Influential study touting ChatGPT in education retracted over red flags

A study that claimed OpenAI’s ChatGPT can positively impact student learning has been retracted nearly one year after publication. The journal publisher, Springer Nature, cited “discrepancies” in the analysis and a lack of confidence in the conclusions—but not before the paper racked up hundreds of citations and made the rounds on social media.

“The paper’s authors made some very attention-grabbing claims about the benefits of ChatGPT on learning outcomes,” said Ben Williamson, a senior lecturer at the Centre for Research in Digital Education and the Edinburgh Futures Institute at the University of Edinburgh in Scotland, in an email to Ars. “It was treated by many on social media as one of the first pieces of hard, gold standard evidence that ChatGPT, and generative AI more broadly, benefits learners.”

The retracted paper attempted to quantify “the effect of ChatGPT on students’ learning performance, learning perception, and higher-order thinking” by analyzing results from 51 previous research studies. Its meta-analysis calculated the effect size between various studies’ experimental groups that used ChatGPT in education and control groups that did not use the AI chatbot.

That analysis supposedly showed how “ChatGPT has a large positive impact on improving learning performance” along with a “moderately positive impact on enhancing learning perception” and “fostering higher-order thinking,” according to the researchers who authored the paper. The now-retracted results first appeared in the journal Humanities & Social Sciences Communications, published by Springer Nature on May 6, 2025.

“In some cases it appears it was synthesizing very poor quality studies, or mixing together findings from studies that simply cannot be accurately compared due to very different methods, populations and samples,” Williamson told Ars. “It really seemed like a paper that should not have been published in the first place.”

Williamson also questioned the timing of the paper’s publication just two and a half years after OpenAI released ChatGPT in November 2022. “It is not feasible that dozens of high-quality studies about ChatGPT and learning performance could have been conducted, reviewed, and published in that time,” Williamson said.
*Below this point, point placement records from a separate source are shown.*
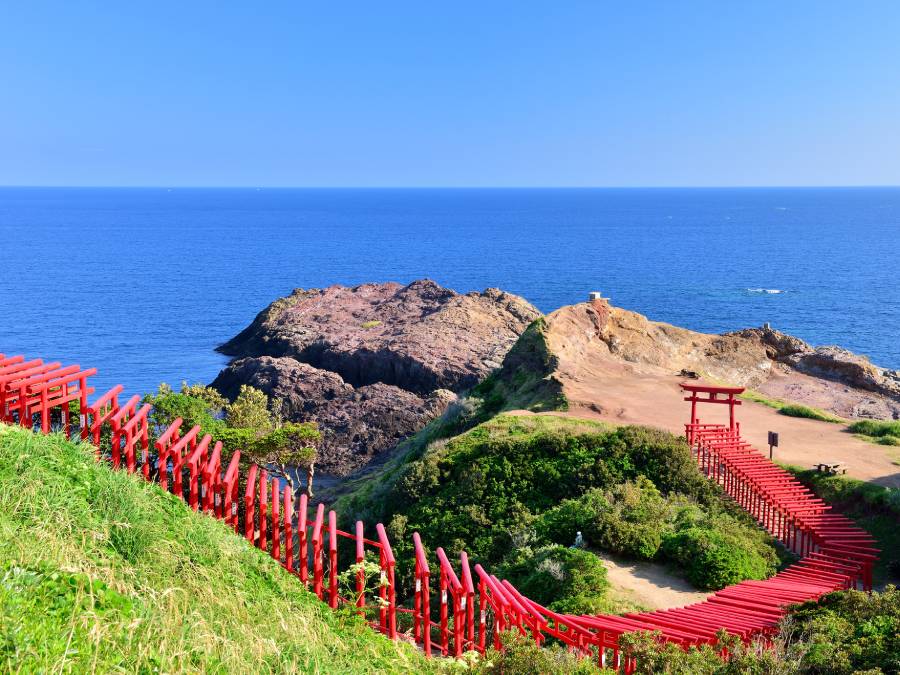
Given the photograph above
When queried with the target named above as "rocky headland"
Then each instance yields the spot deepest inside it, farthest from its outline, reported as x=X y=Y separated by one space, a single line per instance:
x=373 y=363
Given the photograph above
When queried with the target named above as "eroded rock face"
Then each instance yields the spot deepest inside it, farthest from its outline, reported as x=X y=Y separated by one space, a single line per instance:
x=591 y=340
x=374 y=363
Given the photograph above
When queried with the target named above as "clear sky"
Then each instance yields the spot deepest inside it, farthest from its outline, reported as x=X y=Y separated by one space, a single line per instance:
x=486 y=93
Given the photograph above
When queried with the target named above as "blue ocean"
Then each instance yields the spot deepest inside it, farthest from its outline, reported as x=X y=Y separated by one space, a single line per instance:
x=145 y=283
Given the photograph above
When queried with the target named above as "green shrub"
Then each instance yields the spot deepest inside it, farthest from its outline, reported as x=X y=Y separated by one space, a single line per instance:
x=478 y=490
x=634 y=523
x=714 y=559
x=797 y=410
x=850 y=631
x=521 y=656
x=567 y=580
x=876 y=429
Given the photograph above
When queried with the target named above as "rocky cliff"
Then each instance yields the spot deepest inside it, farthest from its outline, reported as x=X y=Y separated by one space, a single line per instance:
x=595 y=342
x=372 y=363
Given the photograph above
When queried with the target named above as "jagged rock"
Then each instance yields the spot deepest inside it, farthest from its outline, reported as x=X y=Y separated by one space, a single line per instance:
x=374 y=363
x=419 y=337
x=595 y=340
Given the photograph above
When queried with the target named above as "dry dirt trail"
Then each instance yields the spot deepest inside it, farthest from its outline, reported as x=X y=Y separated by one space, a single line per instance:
x=617 y=366
x=647 y=584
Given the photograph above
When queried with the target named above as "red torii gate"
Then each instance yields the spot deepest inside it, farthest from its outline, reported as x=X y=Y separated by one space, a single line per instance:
x=712 y=393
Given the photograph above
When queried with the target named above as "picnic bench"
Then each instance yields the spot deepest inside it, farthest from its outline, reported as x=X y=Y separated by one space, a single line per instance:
x=832 y=468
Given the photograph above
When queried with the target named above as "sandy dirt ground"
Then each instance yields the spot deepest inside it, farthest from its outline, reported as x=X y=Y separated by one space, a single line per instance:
x=656 y=400
x=648 y=584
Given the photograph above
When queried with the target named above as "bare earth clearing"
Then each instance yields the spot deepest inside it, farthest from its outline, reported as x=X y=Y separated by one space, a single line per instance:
x=648 y=585
x=600 y=384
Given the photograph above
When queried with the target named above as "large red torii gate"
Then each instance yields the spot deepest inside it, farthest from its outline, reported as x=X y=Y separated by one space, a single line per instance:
x=712 y=394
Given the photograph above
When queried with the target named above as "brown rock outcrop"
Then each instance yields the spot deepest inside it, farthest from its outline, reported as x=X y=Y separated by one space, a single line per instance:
x=374 y=363
x=591 y=344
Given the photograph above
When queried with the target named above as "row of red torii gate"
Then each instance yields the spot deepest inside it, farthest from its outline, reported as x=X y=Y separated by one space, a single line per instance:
x=471 y=607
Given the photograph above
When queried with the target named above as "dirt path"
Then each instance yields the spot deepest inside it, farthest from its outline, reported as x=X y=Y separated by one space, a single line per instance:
x=648 y=584
x=656 y=400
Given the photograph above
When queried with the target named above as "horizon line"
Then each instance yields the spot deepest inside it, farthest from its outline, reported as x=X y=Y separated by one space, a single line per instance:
x=451 y=187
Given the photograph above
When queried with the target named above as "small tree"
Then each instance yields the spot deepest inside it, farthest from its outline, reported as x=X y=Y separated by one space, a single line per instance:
x=250 y=410
x=292 y=444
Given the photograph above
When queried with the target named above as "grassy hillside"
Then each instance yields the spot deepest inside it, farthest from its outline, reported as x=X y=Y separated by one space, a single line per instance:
x=100 y=572
x=515 y=491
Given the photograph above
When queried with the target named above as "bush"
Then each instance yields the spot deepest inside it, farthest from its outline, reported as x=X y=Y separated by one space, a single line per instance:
x=850 y=631
x=797 y=410
x=876 y=429
x=567 y=580
x=635 y=521
x=521 y=656
x=713 y=559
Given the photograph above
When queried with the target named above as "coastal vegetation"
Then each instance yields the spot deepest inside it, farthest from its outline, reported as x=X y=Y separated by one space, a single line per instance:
x=101 y=571
x=250 y=423
x=525 y=493
x=877 y=431
x=792 y=409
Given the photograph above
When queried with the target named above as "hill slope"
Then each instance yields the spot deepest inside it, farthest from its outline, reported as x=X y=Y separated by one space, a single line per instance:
x=100 y=571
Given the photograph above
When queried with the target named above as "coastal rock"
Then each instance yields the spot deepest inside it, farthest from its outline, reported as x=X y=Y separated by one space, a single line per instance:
x=374 y=363
x=596 y=344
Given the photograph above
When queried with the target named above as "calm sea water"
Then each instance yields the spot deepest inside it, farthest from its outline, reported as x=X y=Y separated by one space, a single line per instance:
x=144 y=283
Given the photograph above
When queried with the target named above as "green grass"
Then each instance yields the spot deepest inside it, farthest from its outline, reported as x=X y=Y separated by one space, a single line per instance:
x=792 y=409
x=877 y=431
x=525 y=379
x=873 y=507
x=511 y=486
x=102 y=572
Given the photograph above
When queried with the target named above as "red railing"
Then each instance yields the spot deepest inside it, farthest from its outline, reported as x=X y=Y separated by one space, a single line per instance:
x=834 y=553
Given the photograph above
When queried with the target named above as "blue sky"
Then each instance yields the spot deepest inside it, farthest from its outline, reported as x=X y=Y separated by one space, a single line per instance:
x=488 y=93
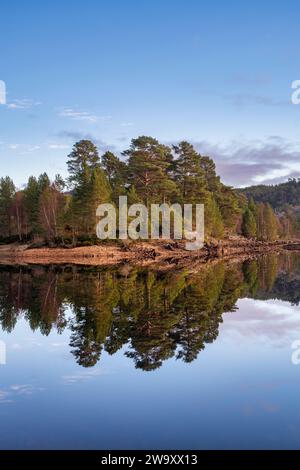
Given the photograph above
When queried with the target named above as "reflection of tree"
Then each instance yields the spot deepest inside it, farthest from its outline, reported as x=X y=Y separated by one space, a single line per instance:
x=158 y=316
A legacy that may outlive retraction

Since its publication, the study has been cited 262 times in other papers published by Springer Nature’s peer-reviewed journals and received a total of 504 citations from both peer-reviewed and non-peer-reviewed sources. It also attracted nearly half a million readers and received enough online attention to rank in the 99th percentile for journal articles in terms of attention score.

“Of course, the problem with this form of social media circulation is that all of the details about the study got stripped away,” Williamson said. “All that was left were the major claims, which certain social media users helped boost and propel. All this helped the paper get a huge amount of attention, even though the findings really were not supported by the underlying research at all.”

Williamson has not been alone in such concerns. When the paper was first published, Ilkka Tuomi, chief scientist of the research institute Meaning Processing Ltd., posted on LinkedIn about the pitfalls of such meta-analysis studies attempting to “draw conclusions about incompatible and ill-defined outcomes” from experimental results involving very different populations. “The only reason to do these studies seems to be that statistics and meta-analysis tools can crunch out numbers that look [like] science,” Tuomi wrote.

On April 22, 2026, Springer Nature posted a retracted article notice almost a year after initial publication. The journal publisher also stated that “the authors had not responded to correspondence regarding the retraction.”

“The Editor has decided to retract this paper owing to concerns regarding discrepancies in the meta-analysis,” said the Springer Nature retraction note. “These issues ultimately undermine the confidence the Editor can place in the validity of the analysis and resulting conclusions.”

The retraction notice itself received minimal attention until it was shared on Bluesky and LinkedIn by Williamson. He expressed concern that many researchers and others who initially read the paper will not realize it was retracted, meaning that the “headline finding that ChatGPT helps learning performance might persist despite its retraction.”

“All of this is hugely frustrating for those of us trying hard to make sense of what AI means for learning, teaching, and education more generally,” Williamson told Ars. “We have had several years of hype about AI in education, but what we have really needed is high-quality research that can actually show us what kinds of impacts AI is having in classrooms and learning practices.”

Many educators have scrambled to adapt their classes to prevent AI-enabled student cheating and expressed discouragement with how widely available generative AI tools have shifted many students’ mindsets away from learning and critical thinking. Tech companies continue to promote AI chatbot tools as “study mode” learning tools and for generating SAT practice tests. Meanwhile, at least one country is pivoting away from digital resources by reintroducing physical books and having students return to using pen and paper.